Trata-se realmente de exercício de direito autoral o praticado pelos herdeiros ?

quinta-feira, 24 de outubro de 2013

Atualizado às 09:16

Os fatos: um espetáculo de dança, criado pelo Ballet Stagium sobre o período modernista de nossa história e que fazia - por óbvio - referência coreográfica ao Abaporu de Tarsila, teve de ser seccionado, porque a companhia de dança não aceitou, ou não pôde alcançar, o preço cobrado pelos herdeiros.

O Direito: o fundamento da discórdia é o direito autoral. Mas, trata-se realmente de exercício de direito autoral o praticado pelos herdeiros? Analisemos.

Nossa Carta Magna concede aos autores um direito exclusivo, transmissível aos herdeiros, de utilização de suas obras (art. 5º, XXVII), "pelo tempo que a lei fixar". E como se trata também de um direito sobre o suporte, portanto um direito de propriedade, a mesma carta manda que se observe a função social de toda e qualquer propriedade (art. 5º, XXIII).
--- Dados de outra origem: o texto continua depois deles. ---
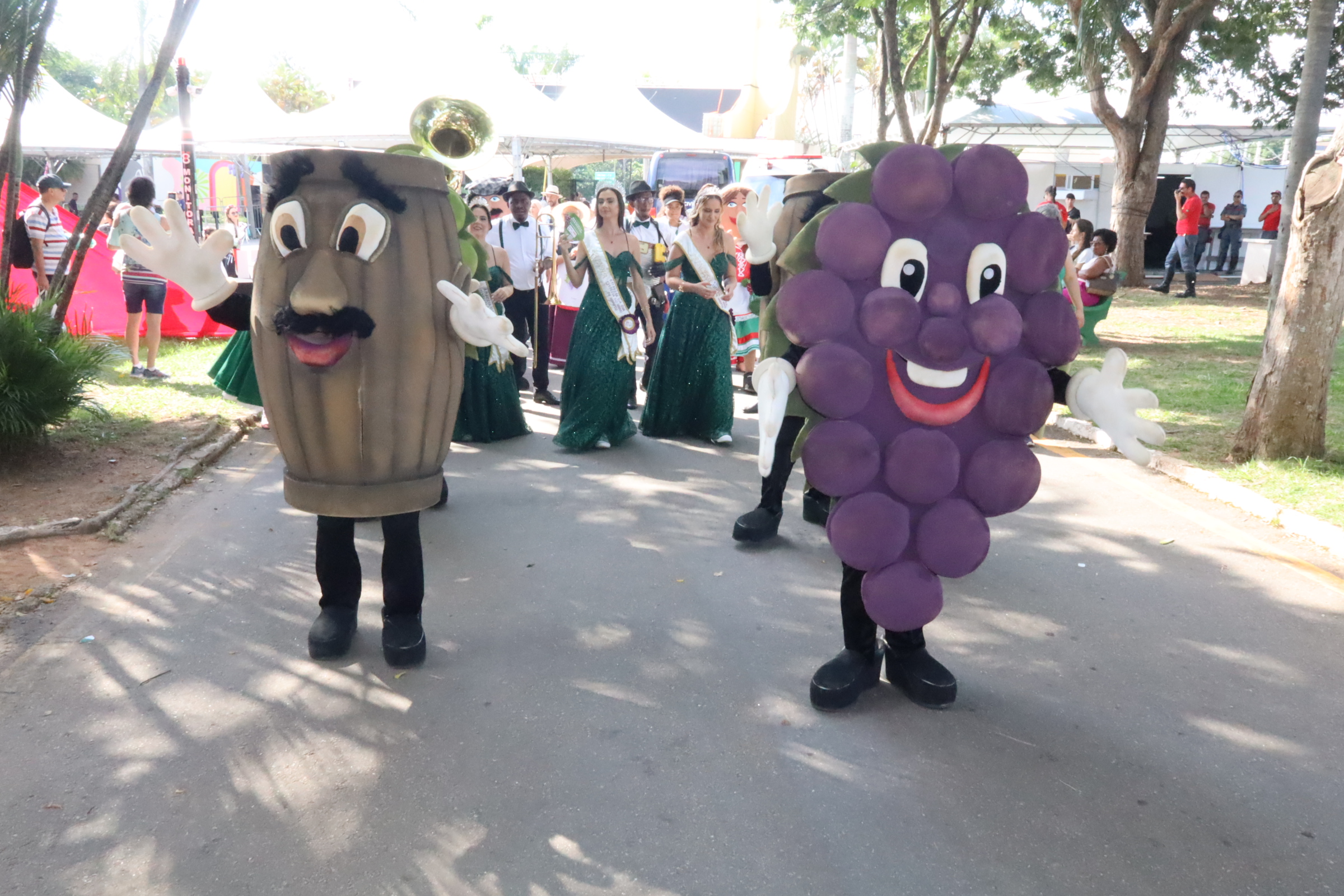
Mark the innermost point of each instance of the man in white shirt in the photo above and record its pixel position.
(655, 246)
(528, 308)
(46, 230)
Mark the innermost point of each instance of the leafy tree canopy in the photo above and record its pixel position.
(542, 62)
(293, 89)
(111, 86)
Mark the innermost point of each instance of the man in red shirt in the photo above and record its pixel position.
(1188, 211)
(1269, 218)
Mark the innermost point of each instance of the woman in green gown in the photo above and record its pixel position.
(691, 388)
(489, 410)
(605, 340)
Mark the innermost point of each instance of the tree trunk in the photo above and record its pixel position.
(24, 78)
(1285, 413)
(1141, 130)
(72, 261)
(884, 116)
(1307, 123)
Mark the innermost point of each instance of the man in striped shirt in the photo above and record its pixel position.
(45, 228)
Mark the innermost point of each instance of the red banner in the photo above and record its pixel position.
(99, 304)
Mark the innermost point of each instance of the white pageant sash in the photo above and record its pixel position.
(703, 270)
(623, 312)
(498, 358)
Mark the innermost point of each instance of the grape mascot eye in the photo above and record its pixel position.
(986, 272)
(906, 267)
(287, 227)
(362, 231)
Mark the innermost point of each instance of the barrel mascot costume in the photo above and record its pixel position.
(360, 314)
(918, 329)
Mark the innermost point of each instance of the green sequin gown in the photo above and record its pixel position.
(234, 371)
(597, 383)
(489, 410)
(691, 386)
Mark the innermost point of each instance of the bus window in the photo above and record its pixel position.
(690, 171)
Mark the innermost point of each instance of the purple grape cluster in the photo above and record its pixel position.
(929, 328)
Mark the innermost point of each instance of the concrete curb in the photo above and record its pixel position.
(1324, 535)
(190, 461)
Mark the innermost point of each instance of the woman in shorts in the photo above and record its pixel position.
(143, 288)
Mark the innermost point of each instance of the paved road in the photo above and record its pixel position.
(616, 703)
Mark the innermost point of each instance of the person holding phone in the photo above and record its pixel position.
(1190, 209)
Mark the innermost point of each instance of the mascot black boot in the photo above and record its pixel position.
(857, 668)
(816, 507)
(1190, 287)
(917, 675)
(1167, 281)
(339, 577)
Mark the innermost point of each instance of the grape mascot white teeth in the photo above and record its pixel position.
(358, 324)
(925, 257)
(935, 379)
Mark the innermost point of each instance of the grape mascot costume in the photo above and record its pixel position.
(920, 319)
(360, 312)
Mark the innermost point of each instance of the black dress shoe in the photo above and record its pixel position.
(333, 632)
(841, 682)
(757, 526)
(404, 640)
(921, 678)
(816, 507)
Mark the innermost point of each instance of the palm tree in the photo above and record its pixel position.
(24, 35)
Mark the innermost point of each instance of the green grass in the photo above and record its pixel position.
(133, 405)
(1200, 356)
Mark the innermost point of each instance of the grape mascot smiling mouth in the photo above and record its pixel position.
(921, 323)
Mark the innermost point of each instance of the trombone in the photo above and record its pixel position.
(543, 264)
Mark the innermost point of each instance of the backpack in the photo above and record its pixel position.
(21, 249)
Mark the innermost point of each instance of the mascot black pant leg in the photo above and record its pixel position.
(857, 668)
(339, 577)
(764, 521)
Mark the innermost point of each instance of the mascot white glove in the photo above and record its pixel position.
(756, 223)
(174, 253)
(773, 381)
(1101, 396)
(476, 323)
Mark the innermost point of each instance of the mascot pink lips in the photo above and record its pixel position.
(928, 413)
(319, 349)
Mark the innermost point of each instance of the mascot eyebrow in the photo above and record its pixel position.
(370, 187)
(353, 169)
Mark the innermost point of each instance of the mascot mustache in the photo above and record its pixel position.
(347, 320)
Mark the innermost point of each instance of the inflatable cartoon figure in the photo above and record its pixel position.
(924, 321)
(360, 315)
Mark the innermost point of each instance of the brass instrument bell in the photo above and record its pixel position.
(454, 132)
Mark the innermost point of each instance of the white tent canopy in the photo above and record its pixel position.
(227, 112)
(57, 124)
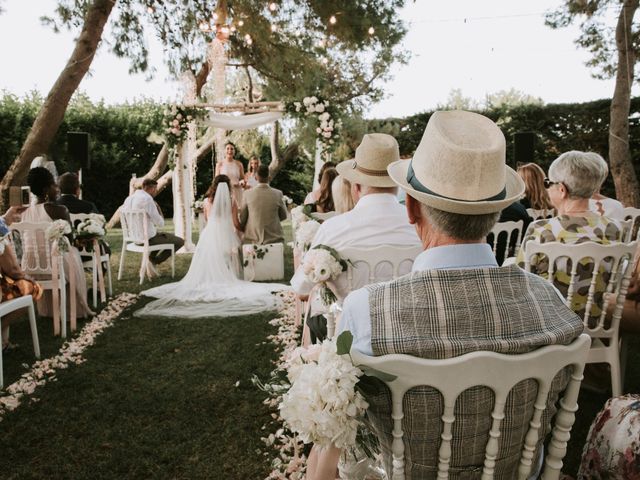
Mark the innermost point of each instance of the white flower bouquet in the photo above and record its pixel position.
(323, 405)
(305, 234)
(198, 206)
(320, 265)
(56, 233)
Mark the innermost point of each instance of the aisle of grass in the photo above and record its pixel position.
(157, 398)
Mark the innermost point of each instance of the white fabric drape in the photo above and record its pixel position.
(241, 122)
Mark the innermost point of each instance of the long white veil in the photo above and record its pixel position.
(211, 287)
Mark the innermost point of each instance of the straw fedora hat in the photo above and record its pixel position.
(459, 166)
(373, 156)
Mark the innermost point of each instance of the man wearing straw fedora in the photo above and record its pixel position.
(457, 300)
(377, 218)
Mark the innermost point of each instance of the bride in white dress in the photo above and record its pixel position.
(211, 287)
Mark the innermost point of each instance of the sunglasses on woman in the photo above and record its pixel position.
(547, 183)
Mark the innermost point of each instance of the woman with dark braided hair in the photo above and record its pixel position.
(44, 187)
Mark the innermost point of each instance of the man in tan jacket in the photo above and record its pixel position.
(262, 212)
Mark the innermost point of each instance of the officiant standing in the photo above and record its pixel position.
(262, 212)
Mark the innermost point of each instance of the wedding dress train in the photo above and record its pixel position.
(211, 287)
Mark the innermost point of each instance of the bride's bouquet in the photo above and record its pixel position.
(323, 404)
(56, 233)
(322, 264)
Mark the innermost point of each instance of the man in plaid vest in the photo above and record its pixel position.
(457, 300)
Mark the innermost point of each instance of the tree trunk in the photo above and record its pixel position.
(624, 177)
(279, 159)
(52, 112)
(165, 180)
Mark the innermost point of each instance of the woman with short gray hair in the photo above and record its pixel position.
(574, 177)
(609, 207)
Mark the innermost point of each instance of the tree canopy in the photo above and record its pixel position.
(340, 50)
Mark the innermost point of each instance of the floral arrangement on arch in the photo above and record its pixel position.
(176, 121)
(328, 126)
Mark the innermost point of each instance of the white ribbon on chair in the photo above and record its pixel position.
(98, 266)
(249, 262)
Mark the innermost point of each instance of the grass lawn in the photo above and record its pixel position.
(157, 397)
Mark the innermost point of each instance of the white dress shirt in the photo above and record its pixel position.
(355, 312)
(377, 219)
(141, 200)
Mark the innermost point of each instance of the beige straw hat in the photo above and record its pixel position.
(373, 156)
(459, 166)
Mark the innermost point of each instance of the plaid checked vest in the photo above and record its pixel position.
(447, 313)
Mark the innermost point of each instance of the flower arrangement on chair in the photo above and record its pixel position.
(322, 264)
(90, 229)
(56, 233)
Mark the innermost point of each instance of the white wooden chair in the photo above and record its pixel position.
(135, 238)
(12, 305)
(500, 373)
(43, 260)
(633, 215)
(321, 217)
(617, 259)
(537, 214)
(507, 231)
(95, 264)
(372, 265)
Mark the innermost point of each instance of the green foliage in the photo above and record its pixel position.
(294, 50)
(559, 128)
(596, 19)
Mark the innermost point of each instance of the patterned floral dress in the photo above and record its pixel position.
(612, 450)
(574, 230)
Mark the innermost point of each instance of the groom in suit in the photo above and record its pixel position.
(262, 212)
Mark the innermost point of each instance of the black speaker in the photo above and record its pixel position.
(524, 147)
(78, 150)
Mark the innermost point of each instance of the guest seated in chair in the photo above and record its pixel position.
(262, 212)
(44, 187)
(574, 177)
(143, 200)
(457, 300)
(69, 191)
(377, 218)
(325, 202)
(13, 281)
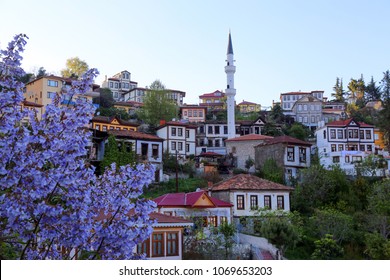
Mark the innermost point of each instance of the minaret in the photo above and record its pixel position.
(230, 92)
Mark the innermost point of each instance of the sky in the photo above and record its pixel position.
(279, 45)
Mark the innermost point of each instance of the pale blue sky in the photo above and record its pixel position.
(279, 46)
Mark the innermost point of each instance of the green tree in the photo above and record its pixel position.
(373, 92)
(271, 171)
(278, 228)
(339, 92)
(299, 131)
(119, 152)
(75, 67)
(327, 249)
(105, 99)
(157, 106)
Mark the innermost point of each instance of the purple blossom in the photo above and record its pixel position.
(50, 197)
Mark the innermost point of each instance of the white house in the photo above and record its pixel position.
(344, 143)
(179, 138)
(198, 206)
(147, 147)
(248, 193)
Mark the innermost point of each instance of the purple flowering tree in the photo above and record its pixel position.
(52, 206)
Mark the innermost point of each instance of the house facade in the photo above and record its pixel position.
(344, 143)
(193, 113)
(147, 147)
(203, 209)
(179, 138)
(166, 241)
(289, 153)
(248, 193)
(103, 123)
(242, 148)
(119, 84)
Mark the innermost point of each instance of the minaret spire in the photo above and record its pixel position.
(230, 92)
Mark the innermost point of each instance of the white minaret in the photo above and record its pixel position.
(230, 92)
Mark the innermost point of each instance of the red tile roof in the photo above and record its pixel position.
(248, 182)
(187, 200)
(135, 135)
(343, 123)
(285, 139)
(249, 137)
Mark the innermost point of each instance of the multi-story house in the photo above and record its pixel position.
(344, 143)
(288, 99)
(130, 107)
(213, 101)
(248, 193)
(289, 153)
(193, 113)
(138, 94)
(308, 111)
(242, 148)
(211, 136)
(103, 123)
(119, 84)
(147, 147)
(179, 138)
(42, 91)
(248, 107)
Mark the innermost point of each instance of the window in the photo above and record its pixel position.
(240, 202)
(172, 244)
(280, 201)
(155, 150)
(213, 221)
(143, 248)
(302, 154)
(254, 202)
(51, 94)
(290, 153)
(267, 202)
(52, 83)
(158, 245)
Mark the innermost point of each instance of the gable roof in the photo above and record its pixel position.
(134, 135)
(249, 137)
(286, 140)
(250, 183)
(347, 122)
(189, 200)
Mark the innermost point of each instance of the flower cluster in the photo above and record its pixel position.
(52, 205)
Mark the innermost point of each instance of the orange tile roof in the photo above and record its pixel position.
(250, 183)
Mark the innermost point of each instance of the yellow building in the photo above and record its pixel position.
(249, 107)
(112, 123)
(42, 90)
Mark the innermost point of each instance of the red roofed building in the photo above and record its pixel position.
(345, 142)
(242, 148)
(289, 153)
(201, 207)
(248, 193)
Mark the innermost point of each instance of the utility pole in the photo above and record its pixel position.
(177, 175)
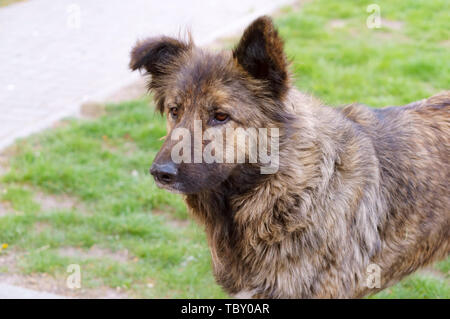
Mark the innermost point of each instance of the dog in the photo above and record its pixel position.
(357, 193)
A lei fixa esse tempo com base no mesmo tempo de duração das obras, vale dizer, 70 anos após 1º de janeiro do ano subsequente ao do falecimento do pintor, no caso.

Ora, entre um mandamento e outro há mais mistérios entre o céu e a terra do que simples aviões de carreira: o uso feito pelo Ballet Stagium não foi o da obra de arte plástica pintada por Tarsila do Amaral, o famoso Abaporu, hoje propriedade de um colecionador argentino, e exposto no famoso Malba de Buenos Aires, mas mera referência histórica, crítica e simbólica dela. Portanto, ao caso não se aplicam as leis autorais porque não é a obra, a tela, que está sendo exibida, reproduzida, ou editada, mas, simples referencia a ela como forma de exercício da liberdade de expressão artística e de pensamento, um peculiar modo de disseminar nossa história e nossa cultura, o que também encontra fundamento pétreo em nossa republicana Constituição (arts. 205 e 215).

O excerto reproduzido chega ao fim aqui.